Le regard du jeune homme remonta sur son bureau et s'arrêta sur un cadre photo. L'image n'était plus toute récente, elle avait été prise une vingtaine d'années plus tôt et même si Soobin en prenait grand soin, le temps faisait son œuvre. Il joua avec son stylo d'une main et s'avachit dans son siège, toute motivation envolée. Le papier glacé lui renvoyait le regard de sa mère et il attrapa la photographie pour l'observer.

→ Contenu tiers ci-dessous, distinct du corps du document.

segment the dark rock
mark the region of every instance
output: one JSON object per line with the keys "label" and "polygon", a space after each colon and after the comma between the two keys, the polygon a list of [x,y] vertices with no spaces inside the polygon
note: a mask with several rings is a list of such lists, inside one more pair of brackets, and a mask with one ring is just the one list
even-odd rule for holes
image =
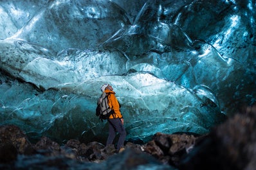
{"label": "dark rock", "polygon": [[[180,169],[255,169],[256,106],[212,130],[182,161]],[[204,162],[204,164],[202,164]]]}
{"label": "dark rock", "polygon": [[78,148],[80,142],[78,140],[76,139],[70,139],[68,140],[67,143],[66,144],[66,146],[70,147],[71,148]]}
{"label": "dark rock", "polygon": [[14,125],[0,126],[0,143],[2,147],[5,145],[10,147],[12,145],[19,154],[30,155],[35,152],[26,135],[19,127]]}
{"label": "dark rock", "polygon": [[17,159],[18,152],[11,143],[0,144],[0,162],[10,163]]}
{"label": "dark rock", "polygon": [[60,145],[47,137],[42,137],[35,146],[36,149],[50,149],[51,151],[60,151]]}
{"label": "dark rock", "polygon": [[177,166],[196,142],[198,137],[187,134],[163,134],[158,133],[152,140],[144,146],[146,152],[160,160],[163,163]]}

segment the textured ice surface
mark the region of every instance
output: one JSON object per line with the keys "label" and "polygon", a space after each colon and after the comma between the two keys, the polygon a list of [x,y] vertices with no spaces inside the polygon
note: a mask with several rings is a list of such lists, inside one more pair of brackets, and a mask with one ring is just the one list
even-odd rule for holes
{"label": "textured ice surface", "polygon": [[[29,8],[28,8],[29,7]],[[1,124],[87,141],[113,85],[127,138],[208,133],[255,101],[251,1],[0,3]]]}

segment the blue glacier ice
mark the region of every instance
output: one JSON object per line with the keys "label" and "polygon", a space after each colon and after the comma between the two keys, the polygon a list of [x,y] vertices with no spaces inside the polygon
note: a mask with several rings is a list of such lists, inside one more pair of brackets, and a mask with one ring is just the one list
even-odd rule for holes
{"label": "blue glacier ice", "polygon": [[0,2],[0,119],[35,140],[106,139],[100,88],[127,139],[205,134],[255,102],[254,1]]}

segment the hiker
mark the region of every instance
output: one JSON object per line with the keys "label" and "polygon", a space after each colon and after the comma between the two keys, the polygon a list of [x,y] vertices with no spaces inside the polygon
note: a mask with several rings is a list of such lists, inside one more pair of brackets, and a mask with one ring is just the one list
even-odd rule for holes
{"label": "hiker", "polygon": [[120,153],[124,150],[123,144],[126,137],[126,132],[123,127],[123,117],[120,110],[120,104],[114,94],[113,89],[109,84],[104,84],[101,87],[102,92],[109,94],[108,101],[109,107],[114,111],[107,119],[109,123],[109,136],[107,140],[107,146],[112,144],[116,133],[118,132],[120,137],[117,143],[117,151]]}

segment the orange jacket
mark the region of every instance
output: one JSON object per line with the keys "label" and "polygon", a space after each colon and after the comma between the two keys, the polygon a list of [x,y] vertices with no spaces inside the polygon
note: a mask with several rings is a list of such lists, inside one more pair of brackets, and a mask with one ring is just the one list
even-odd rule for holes
{"label": "orange jacket", "polygon": [[108,89],[105,90],[105,93],[109,93],[110,95],[108,96],[108,101],[109,107],[114,110],[114,114],[111,115],[109,119],[114,119],[114,118],[123,118],[123,115],[122,115],[120,110],[120,106],[118,101],[117,100],[114,94],[116,94],[114,92],[109,90]]}

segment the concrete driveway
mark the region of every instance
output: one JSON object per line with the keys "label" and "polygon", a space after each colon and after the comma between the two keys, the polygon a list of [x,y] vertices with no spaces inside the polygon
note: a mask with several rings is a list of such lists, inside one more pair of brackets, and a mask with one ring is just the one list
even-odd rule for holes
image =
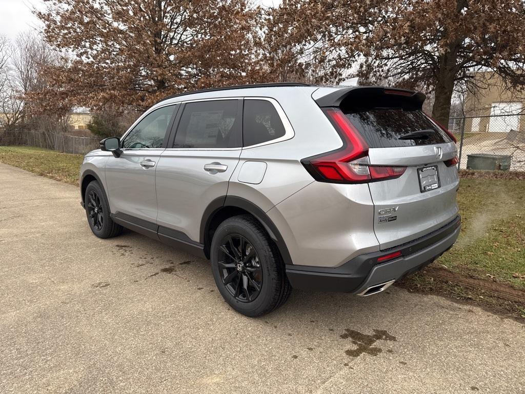
{"label": "concrete driveway", "polygon": [[1,393],[517,393],[525,329],[396,288],[250,319],[208,263],[90,232],[78,189],[0,164]]}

Cette image représentait le premier souvenir que l'étudiant se rappelait avoir, sa première visite dans un cabaret. Sa mère posait au centre de l'image, en tenue de scène, et tenait un petit garçon haut comme trois pommes par les épaules. Ils souriaient de toutes leurs dents tous les deux, si bien que leurs yeux se dissimulaient en deux croissants de lune. Le père de Soobin se tenait derrière eux, un sourire plus réservé mais néanmoins présent sur ses lèvres et il ne regardait pas l'objectif, non il n'avait d'yeux à ce moment-là que pour sa femme et son fils.

Soobin reposa la photographie à sa place et il croisa les bras sur son bureau avant d'y laisser reposer sa tête. Voilà que sa phase nostalgie venait faire ressurgir les remords et la tristesse qu'il ressentait. Les remords de mentir à son père, la tristesse que les mots de Yeonjun avaient gravé dans son cœur, et la culpabilité de ses propres actions. Il n'y avait plus aucune chance pour qu'il parvienne à finir ses devoirs maintenant, il n'avait plus l'esprit à ça. 

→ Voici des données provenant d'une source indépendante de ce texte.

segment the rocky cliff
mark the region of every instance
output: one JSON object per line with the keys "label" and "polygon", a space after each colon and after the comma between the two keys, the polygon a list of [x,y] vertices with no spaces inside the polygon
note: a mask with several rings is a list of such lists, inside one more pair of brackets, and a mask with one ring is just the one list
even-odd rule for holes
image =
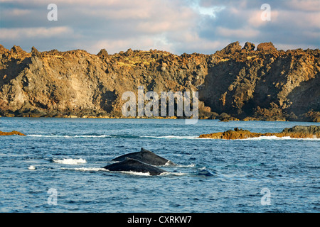
{"label": "rocky cliff", "polygon": [[319,54],[271,43],[181,55],[0,45],[0,115],[122,117],[122,94],[144,86],[144,93],[198,91],[201,118],[319,122]]}

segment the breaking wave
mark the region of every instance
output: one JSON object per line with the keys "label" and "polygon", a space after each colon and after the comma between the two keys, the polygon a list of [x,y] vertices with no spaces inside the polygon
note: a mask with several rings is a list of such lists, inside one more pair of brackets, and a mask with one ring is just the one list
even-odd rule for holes
{"label": "breaking wave", "polygon": [[57,162],[59,164],[66,164],[66,165],[79,165],[87,163],[87,161],[84,159],[73,159],[73,158],[64,158],[62,160],[53,159],[52,160],[53,162]]}

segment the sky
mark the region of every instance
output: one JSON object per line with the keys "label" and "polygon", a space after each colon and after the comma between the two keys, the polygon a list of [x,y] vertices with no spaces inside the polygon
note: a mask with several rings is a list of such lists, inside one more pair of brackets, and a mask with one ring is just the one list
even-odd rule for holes
{"label": "sky", "polygon": [[320,1],[0,0],[0,44],[7,49],[213,54],[235,41],[319,48]]}

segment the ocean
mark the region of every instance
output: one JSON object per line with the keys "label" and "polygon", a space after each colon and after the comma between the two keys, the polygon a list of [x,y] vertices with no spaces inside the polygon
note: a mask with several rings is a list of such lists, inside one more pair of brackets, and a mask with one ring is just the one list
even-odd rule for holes
{"label": "ocean", "polygon": [[[310,122],[0,118],[0,212],[320,211],[320,139],[201,139],[234,128],[275,133]],[[142,148],[168,173],[102,167]]]}

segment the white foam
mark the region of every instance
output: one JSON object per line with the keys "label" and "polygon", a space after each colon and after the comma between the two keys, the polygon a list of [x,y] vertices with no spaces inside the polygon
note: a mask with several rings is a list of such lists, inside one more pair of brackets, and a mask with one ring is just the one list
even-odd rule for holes
{"label": "white foam", "polygon": [[67,164],[67,165],[78,165],[87,163],[87,161],[84,159],[73,159],[73,158],[64,158],[62,160],[53,160],[53,162],[60,164]]}
{"label": "white foam", "polygon": [[77,171],[107,171],[109,170],[104,168],[98,168],[98,167],[81,167],[81,168],[61,168],[61,170],[77,170]]}
{"label": "white foam", "polygon": [[197,139],[197,135],[164,135],[164,136],[151,136],[151,135],[145,135],[141,136],[143,138],[153,138],[157,139],[181,139],[181,140],[194,140]]}
{"label": "white foam", "polygon": [[186,175],[186,172],[164,172],[160,174],[160,176],[168,176],[168,175],[183,176]]}
{"label": "white foam", "polygon": [[181,168],[188,168],[188,167],[194,167],[196,165],[190,164],[190,165],[176,165],[175,167],[181,167]]}
{"label": "white foam", "polygon": [[260,136],[254,138],[248,138],[246,139],[238,139],[236,140],[320,140],[317,138],[291,138],[290,136],[277,137],[275,135],[271,136]]}
{"label": "white foam", "polygon": [[106,138],[111,137],[109,135],[38,135],[38,134],[31,134],[27,135],[31,137],[46,137],[46,138]]}

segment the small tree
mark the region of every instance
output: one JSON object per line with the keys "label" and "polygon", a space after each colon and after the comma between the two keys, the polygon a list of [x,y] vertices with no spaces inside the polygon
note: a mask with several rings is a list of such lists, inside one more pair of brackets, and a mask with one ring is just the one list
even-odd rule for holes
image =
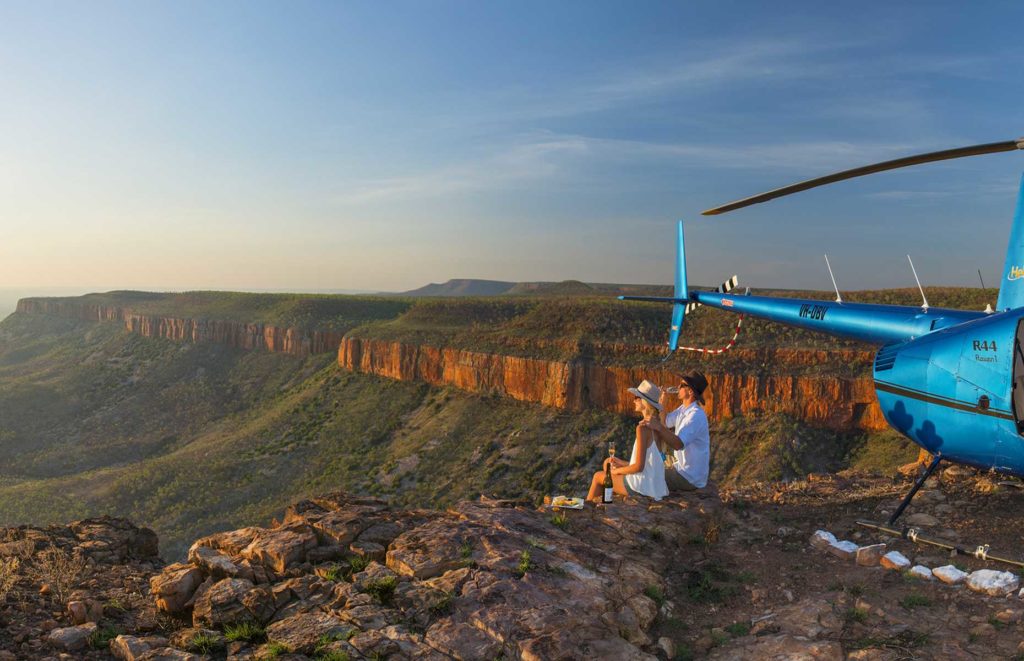
{"label": "small tree", "polygon": [[22,561],[17,558],[0,559],[0,604],[7,601],[7,593],[17,582],[17,570],[22,568]]}
{"label": "small tree", "polygon": [[33,560],[33,576],[49,585],[53,599],[61,606],[78,585],[85,571],[85,558],[73,556],[58,546],[49,546]]}

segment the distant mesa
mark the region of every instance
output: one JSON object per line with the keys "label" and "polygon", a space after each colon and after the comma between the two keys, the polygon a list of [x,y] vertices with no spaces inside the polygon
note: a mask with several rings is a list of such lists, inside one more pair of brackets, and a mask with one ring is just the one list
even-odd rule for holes
{"label": "distant mesa", "polygon": [[562,280],[561,282],[519,282],[507,293],[528,294],[535,296],[539,294],[579,296],[594,294],[596,293],[596,290],[590,284],[581,282],[580,280]]}
{"label": "distant mesa", "polygon": [[402,292],[399,296],[501,296],[516,285],[503,280],[455,278],[447,282],[431,282],[418,290]]}
{"label": "distant mesa", "polygon": [[592,296],[612,294],[664,295],[662,288],[650,284],[604,284],[562,280],[560,282],[506,282],[504,280],[480,280],[476,278],[456,278],[440,284],[431,282],[418,290],[402,292],[398,296],[409,297],[458,297],[458,296]]}

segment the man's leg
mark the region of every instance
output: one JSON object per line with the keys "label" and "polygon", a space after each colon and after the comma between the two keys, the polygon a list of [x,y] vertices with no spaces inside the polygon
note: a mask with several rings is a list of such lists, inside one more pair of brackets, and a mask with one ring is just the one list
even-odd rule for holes
{"label": "man's leg", "polygon": [[690,484],[689,480],[679,474],[676,469],[665,470],[665,483],[669,485],[670,493],[680,493],[686,491],[696,491],[697,488]]}

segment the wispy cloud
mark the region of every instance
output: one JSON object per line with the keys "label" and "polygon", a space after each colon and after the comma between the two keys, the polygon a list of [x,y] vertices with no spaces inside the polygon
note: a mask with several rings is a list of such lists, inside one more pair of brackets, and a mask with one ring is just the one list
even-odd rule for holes
{"label": "wispy cloud", "polygon": [[[350,181],[338,190],[341,205],[396,200],[438,200],[486,190],[589,183],[605,186],[610,172],[656,166],[663,176],[687,168],[765,170],[794,173],[838,170],[920,149],[908,143],[798,141],[771,144],[645,142],[538,132],[518,136],[503,149],[458,165],[395,177]],[[618,182],[622,185],[622,182]]]}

Il quitta donc son espace de travail et regagna le petit salon où il avait laissé son téléphone. Sans qu'il ne s'en aperçoive deux bonnes heures étaient passées et il avait reçu une notification l'informant que sa demande d'ami avait été acceptée. Soobin fronça les sourcils, surpris et suspicieux. Il ne comprenait pas les actions de Choi Yeonjun, elles ne concordaient pas avec ses mots. Il ne saisissait pas comment l'autre danseur fonctionnait. Un coup il était la parfaite représentation d'un abruti imbu de lui-même et parfois il donnait l'impression qu'il se souciait de lui et qu'il voulait l'aider. Aucune des deux facettes ne s'accordant, Soobin était perdu. 

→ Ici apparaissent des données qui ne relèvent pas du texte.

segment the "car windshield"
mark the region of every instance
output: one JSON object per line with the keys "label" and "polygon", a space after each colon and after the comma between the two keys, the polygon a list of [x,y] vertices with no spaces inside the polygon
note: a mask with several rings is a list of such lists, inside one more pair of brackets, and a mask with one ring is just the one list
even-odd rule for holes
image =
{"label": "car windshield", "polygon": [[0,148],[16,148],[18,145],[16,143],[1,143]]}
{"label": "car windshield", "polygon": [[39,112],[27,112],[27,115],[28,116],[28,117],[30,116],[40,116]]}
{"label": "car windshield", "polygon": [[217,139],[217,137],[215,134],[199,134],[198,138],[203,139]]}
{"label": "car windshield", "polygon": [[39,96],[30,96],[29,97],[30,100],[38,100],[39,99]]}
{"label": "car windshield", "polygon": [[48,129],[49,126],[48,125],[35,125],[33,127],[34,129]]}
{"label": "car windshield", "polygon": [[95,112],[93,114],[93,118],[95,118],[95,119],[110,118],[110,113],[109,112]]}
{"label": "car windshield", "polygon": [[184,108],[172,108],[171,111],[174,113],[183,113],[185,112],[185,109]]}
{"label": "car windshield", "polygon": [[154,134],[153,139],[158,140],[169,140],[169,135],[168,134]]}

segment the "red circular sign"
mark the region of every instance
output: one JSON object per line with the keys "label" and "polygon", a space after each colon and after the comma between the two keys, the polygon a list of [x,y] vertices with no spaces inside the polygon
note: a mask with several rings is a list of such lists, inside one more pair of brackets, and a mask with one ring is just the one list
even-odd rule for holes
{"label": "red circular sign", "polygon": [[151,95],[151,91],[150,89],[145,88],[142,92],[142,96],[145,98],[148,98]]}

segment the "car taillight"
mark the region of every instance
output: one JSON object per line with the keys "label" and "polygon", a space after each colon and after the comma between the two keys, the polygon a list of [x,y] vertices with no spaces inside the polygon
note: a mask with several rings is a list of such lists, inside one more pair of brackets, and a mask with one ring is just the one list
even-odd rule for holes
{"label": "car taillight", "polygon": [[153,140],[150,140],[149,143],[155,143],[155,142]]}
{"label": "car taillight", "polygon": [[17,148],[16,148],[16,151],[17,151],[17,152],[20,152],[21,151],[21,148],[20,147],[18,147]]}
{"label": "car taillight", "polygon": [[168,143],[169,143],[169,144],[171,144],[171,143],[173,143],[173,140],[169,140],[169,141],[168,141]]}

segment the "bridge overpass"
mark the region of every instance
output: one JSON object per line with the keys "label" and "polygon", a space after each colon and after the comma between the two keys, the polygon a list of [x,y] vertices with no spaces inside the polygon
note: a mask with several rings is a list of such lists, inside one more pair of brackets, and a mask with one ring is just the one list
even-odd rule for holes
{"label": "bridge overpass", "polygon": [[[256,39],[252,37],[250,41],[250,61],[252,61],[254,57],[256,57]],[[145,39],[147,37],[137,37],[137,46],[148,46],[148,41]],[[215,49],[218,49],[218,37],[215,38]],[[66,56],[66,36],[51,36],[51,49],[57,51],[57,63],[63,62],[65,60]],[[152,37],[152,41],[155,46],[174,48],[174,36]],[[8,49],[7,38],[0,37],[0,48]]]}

Le noiraud hésita un instant en se demandant s'il devait envoyer un message ou au contraire attendre. Il ne voulait pas donner l'impression de réellement se préoccuper de Yeonjun, même s'il était vrai qu'il s'inquiétait de savoir s'il l'avait beaucoup blessé ou non. Il craignait que l'autre ne s'en serve contre lui. Il s'arracha les envies en pesant le pour et le contre, puis finit par se décider. Dans tous les cas il ressentait le besoin de s'excuser et de mettre les choses au clair, que ce soit maintenant ou plus tard le résultat resterait le même. L'avantage de le faire sans attendre était qu'il allait libérer sa conscience déjà bien encombrée.

Soobin appuya sur l'icone de téléphone et porta l'objet à son oreille. Il attendit quelques secondes, sa jambe tressauta nerveusement, et ses sourcils se froncèrent. Yeonjun était actif et avait accepté sa demande quelques minutes auparavant, pourquoi ne répondait-il pas ? 

— Salut ?

Le jeune homme se racla la gorge. Il était sûr d'avoir entendu Yeonjun décrocher mais l'autre ne prononça pas le moindre mot. Soobin était mal à l'aise.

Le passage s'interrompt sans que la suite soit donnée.